Sunday, September 25, 2011

Contractor Pleads Guilty to Forging Payment and Performance Bonds

Peter Scott
A California contractor pleaded guilty in court on September 20, 2011 to submitting forged payment and performance bonds to the City of Sacramento for two projects totaling $3.4 million.

City Discovered Bonds Were Fake After Award:  Advantage Demolition and Engineering (ADE) won two federally funded projects with the City of Sacramento in late 2009 to install 3,300 water meters.  In January, 2010 the City became concerned about ADE's work on the project, discovered the bonds were forgeries, and issued a stop work order and eventually terminated the contracts.   Peter Scott, the president of ADE, admitted to forging the bonds.
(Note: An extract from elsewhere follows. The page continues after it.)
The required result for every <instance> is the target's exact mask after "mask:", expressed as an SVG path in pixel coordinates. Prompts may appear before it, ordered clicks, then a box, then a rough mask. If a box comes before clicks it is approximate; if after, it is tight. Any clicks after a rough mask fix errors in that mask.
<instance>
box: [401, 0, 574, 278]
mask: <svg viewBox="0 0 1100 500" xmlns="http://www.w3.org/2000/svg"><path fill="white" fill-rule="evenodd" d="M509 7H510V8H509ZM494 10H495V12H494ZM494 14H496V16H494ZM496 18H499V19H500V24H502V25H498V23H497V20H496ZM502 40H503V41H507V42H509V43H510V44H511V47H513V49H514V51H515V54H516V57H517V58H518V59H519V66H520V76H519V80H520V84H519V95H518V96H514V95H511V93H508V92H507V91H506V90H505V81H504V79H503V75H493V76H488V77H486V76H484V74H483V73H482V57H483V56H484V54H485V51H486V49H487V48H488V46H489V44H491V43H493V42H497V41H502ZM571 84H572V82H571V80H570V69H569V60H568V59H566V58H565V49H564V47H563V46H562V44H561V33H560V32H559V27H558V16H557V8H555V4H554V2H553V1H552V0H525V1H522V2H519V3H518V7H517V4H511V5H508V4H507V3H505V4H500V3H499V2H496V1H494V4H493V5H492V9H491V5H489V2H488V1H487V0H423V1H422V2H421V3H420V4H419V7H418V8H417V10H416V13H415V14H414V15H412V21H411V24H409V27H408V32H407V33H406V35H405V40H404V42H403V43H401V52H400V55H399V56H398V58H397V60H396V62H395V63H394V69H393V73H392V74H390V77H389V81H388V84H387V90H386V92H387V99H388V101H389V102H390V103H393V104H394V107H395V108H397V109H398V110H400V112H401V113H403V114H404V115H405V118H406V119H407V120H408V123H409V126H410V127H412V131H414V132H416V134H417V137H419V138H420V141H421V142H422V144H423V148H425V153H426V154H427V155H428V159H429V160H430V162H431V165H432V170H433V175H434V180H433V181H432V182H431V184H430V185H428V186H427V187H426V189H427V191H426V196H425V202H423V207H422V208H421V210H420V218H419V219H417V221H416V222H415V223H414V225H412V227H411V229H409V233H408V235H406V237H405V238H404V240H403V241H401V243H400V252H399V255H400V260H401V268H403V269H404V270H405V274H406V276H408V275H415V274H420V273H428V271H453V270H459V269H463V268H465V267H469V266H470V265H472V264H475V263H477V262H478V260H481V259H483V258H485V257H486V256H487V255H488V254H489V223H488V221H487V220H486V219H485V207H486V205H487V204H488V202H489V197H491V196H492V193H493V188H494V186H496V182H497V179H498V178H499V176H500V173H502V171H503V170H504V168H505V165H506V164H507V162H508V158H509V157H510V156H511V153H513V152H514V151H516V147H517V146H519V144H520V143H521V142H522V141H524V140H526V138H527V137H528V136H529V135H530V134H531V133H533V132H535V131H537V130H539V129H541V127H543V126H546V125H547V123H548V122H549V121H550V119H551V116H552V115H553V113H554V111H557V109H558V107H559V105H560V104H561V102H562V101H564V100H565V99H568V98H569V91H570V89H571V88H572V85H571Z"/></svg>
Bond Forgery Details:  After more closely examining the payment and performance bonds submitted by ADE, officials noted the following signs that the bonds were forged:
  • The bonds were issued on a bond form 2006 that was not used by the surety (Merchants Bonding Company) in 2009.  
  • The bond number on the bond was not legitimate.
  • There was a stamp, but no signature of a Notary Public.
  • The date on the Notary Public's signature line was incorrect.
  • The attorney-in-fact who signed the bonds for the surety was a fictitious person.
  • The phone number for the attorney-in-fact was a cell phone number that ADE set up and represented as the phone number for the attorney-in-fact.
Prison and Fines:  Scott will be sentenced on December 13, 2011.  According to the U.S. Attorney's Office, Scott "faces a maximum statutory penalty for each violation of five years in prison, a $250,000 [fine], and three years of supervised release."

More Information:  For more information about this story, see the following links:
In my blog posting of June 12, 2011, I wrote about a New Jersey contractor who forged payment and performance bonds.  That contractor is currently serving a four year prison term.

Practical Tips:  While bond forgeries are relatively rare, there may be more risk of them with the troubled economy and the difficulty of many contractors in obtaining bonds.  
  1. Review the bonds and power of attorney document carefully to ensure there are no irregularities or inconsistencies.
  2. Do you know the reputation and financial stability of the contractor?  If not, consider calling the bonding company to verify the legitimacy of the bonds.
  3. Call the actual bonding company, not the attorney-in-fact who signed the bond, to verify the bond.